Heart Attack Prevention
The major risk factors for coronary heart disease are:
- Increasing age. About four out of five people who die of coronary heart disease are ages 65 or older.
- Gender. Men have a greater risk of heart attack than women, and they have attacks earlier in life. At older ages, women who have heart attacks are twice as likely as men to die from them within a few weeks.
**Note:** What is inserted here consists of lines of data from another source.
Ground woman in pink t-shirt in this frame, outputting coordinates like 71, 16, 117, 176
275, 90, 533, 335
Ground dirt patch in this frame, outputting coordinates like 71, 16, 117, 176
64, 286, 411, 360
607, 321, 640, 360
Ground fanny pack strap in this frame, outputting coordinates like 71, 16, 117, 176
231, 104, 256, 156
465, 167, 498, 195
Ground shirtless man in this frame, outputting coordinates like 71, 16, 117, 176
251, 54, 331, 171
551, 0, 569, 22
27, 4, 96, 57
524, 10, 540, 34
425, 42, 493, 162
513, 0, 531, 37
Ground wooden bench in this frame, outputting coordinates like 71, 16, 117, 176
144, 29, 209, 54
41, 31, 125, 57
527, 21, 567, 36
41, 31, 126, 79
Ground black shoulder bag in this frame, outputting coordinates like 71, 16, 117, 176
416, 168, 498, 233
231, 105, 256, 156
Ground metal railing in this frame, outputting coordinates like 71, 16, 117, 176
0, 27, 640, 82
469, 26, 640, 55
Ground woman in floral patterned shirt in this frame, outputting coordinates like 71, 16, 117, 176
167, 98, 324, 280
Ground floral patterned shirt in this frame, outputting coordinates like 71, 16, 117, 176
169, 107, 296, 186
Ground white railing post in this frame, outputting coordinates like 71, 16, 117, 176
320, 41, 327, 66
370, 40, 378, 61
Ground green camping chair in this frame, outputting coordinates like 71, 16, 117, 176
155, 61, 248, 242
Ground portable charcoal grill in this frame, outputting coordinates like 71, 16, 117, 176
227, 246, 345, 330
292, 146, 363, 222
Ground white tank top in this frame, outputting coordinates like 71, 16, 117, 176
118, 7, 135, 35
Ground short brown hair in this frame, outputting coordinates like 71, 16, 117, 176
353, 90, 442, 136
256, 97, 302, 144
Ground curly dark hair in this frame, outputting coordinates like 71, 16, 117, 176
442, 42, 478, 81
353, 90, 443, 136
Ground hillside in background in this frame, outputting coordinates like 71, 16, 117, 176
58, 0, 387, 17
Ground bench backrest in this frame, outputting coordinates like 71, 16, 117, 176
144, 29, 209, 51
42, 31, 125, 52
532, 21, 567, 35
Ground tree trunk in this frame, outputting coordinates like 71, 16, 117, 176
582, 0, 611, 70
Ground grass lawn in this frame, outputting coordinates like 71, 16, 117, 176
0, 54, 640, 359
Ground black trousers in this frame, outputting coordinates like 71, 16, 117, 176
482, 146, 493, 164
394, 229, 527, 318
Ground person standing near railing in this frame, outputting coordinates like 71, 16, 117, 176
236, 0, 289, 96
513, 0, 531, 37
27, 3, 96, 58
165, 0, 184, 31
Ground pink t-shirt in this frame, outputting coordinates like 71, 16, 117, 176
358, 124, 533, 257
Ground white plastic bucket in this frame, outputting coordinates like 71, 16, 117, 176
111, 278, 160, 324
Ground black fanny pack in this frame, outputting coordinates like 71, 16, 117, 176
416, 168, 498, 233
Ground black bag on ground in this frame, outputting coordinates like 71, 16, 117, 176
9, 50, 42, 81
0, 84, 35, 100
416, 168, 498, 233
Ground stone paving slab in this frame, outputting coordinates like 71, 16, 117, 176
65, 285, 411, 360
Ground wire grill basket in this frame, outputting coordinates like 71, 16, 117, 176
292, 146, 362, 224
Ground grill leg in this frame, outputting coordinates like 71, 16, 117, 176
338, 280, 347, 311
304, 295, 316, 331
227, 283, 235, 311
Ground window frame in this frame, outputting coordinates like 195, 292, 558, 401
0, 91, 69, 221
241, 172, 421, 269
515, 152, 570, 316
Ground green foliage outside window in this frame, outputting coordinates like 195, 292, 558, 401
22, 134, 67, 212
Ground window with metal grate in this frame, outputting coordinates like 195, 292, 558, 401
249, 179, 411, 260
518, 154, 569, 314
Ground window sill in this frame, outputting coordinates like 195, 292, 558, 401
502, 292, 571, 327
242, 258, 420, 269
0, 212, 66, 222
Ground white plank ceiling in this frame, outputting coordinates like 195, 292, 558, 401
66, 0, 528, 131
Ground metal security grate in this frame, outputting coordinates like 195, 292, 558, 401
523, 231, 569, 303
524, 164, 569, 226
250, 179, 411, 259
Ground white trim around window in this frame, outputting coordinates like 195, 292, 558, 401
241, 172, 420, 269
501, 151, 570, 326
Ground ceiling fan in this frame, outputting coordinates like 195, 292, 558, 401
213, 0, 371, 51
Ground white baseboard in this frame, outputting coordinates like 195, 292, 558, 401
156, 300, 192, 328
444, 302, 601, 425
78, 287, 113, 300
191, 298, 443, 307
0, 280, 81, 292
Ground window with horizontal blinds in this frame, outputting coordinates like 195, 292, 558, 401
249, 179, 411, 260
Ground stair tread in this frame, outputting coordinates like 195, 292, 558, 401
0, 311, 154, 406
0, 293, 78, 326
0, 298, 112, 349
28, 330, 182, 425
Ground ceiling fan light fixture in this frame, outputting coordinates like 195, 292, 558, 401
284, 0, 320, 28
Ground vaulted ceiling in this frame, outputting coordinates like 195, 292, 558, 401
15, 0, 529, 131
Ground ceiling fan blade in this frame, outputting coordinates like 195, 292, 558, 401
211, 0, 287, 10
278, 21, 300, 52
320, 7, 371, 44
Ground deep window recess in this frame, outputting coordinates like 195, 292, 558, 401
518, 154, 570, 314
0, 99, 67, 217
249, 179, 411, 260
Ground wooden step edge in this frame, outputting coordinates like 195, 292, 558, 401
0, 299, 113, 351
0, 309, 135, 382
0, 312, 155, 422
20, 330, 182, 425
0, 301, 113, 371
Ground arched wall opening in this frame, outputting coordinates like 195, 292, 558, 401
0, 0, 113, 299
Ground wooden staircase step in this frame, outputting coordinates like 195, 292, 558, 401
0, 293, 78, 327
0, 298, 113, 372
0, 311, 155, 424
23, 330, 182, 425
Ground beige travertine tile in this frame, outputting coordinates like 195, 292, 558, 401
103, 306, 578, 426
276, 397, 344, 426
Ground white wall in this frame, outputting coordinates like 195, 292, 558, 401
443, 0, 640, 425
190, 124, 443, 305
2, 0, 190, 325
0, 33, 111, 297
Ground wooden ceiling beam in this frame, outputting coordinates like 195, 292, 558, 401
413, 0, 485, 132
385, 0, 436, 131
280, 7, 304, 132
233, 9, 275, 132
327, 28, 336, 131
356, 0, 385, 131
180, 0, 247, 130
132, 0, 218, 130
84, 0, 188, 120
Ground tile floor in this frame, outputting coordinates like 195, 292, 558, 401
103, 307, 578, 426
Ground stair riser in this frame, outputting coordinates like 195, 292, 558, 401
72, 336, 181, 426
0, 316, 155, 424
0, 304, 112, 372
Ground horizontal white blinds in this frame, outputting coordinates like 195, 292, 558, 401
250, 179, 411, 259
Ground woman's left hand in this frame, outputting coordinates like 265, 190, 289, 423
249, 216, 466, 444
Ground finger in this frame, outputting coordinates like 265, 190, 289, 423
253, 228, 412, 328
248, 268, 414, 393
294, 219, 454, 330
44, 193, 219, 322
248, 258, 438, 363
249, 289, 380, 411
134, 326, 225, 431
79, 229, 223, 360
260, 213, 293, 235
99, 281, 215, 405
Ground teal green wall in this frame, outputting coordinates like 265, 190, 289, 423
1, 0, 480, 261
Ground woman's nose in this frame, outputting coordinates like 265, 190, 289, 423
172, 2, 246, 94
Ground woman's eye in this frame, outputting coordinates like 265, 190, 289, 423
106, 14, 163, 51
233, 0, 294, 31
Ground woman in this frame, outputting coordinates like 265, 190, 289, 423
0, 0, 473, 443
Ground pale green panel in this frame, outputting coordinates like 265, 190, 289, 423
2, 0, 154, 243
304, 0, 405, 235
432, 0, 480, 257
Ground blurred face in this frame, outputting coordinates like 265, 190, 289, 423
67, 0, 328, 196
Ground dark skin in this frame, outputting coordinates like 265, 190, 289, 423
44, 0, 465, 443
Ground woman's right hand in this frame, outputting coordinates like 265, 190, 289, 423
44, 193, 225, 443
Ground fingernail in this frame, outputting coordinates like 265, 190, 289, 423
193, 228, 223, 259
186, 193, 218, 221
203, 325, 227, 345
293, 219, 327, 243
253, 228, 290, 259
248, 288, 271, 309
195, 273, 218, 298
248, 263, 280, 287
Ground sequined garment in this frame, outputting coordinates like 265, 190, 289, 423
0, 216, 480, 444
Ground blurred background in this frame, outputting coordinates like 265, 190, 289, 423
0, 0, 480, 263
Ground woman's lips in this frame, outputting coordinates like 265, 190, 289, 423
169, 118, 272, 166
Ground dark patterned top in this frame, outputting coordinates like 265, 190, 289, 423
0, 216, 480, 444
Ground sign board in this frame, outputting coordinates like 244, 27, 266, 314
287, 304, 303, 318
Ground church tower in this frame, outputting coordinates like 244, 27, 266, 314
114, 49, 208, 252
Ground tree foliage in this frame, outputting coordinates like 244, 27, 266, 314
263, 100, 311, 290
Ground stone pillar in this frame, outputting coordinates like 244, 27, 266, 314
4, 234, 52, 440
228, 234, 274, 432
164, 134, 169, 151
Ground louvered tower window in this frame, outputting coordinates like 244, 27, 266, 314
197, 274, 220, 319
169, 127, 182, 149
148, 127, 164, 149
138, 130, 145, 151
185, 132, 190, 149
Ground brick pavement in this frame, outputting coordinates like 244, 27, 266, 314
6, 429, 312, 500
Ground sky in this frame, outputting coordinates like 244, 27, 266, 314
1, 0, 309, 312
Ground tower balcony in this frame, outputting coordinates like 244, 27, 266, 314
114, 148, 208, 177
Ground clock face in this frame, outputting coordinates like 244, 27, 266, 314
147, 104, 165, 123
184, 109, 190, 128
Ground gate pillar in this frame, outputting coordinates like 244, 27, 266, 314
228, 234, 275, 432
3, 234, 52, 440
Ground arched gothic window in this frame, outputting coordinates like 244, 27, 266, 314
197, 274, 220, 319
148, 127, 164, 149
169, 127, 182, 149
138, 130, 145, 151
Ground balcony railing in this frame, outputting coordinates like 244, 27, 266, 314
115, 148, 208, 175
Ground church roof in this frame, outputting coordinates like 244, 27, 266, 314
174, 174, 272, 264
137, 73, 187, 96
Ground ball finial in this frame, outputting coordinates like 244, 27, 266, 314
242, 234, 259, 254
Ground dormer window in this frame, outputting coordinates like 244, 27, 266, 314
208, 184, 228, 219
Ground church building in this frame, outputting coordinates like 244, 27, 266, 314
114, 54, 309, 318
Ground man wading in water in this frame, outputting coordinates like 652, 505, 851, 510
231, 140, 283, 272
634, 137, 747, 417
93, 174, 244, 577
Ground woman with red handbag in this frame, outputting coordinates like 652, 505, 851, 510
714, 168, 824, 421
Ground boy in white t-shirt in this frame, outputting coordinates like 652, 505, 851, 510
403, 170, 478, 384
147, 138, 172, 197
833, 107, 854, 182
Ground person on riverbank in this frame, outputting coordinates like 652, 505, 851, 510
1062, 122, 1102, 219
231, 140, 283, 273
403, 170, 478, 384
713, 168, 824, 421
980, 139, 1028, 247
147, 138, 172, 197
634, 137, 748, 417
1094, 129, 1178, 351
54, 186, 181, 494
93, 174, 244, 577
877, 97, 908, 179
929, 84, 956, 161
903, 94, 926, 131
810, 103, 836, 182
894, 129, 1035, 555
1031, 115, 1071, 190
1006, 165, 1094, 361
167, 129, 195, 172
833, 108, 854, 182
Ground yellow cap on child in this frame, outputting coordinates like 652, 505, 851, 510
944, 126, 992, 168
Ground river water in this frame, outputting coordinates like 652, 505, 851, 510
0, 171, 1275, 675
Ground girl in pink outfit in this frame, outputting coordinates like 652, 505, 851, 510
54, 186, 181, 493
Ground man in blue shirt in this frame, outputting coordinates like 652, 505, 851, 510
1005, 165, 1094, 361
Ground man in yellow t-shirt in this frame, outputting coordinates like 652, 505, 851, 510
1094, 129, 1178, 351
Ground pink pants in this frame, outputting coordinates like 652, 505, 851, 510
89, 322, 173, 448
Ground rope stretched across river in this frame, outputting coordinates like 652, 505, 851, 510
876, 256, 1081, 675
- Heredity (including race). Children of parents with heart disease are more likely to develop it themselves. African Americans have more severe hypertension than whites and consequently, are at greater risk.
- Smoking. A smoker's risk of heart attack is more than twice that of non-smokers.
- High cholesterol. The risk of coronary heart disease rises as blood cholesterol levels rise.
- Physical inactivity. Regular, moderate-to-vigorous exercise plays a significant role in preventing heart and blood vessel disease.
- Body weight. People with excess body fat are more likely to develop heart disease and stroke, even if they have no other risk factors.
- Diabetes. This condition seriously increases the risk of developing cardiovascular disease.
You can reduce your chances of having a heart attack by quitting smoking, and nonsmokers should not start. People can also lose excess weight, exercise regularly, eat a low cholesterol diet, and take medications to reduce cholesterol if prescribed. It's also important to maintain a healthy blood pressure, control diabetes, and avoid excessive alcohol consumption. Talk to your physician about taking aspirin if you have major risk factors for heart disease. Get regular checkups, and if you have a family history of heart disease, it's especially important that you maintain a healthy lifestyle. More information can be found on the American Heart Association's website www.americanheart.org.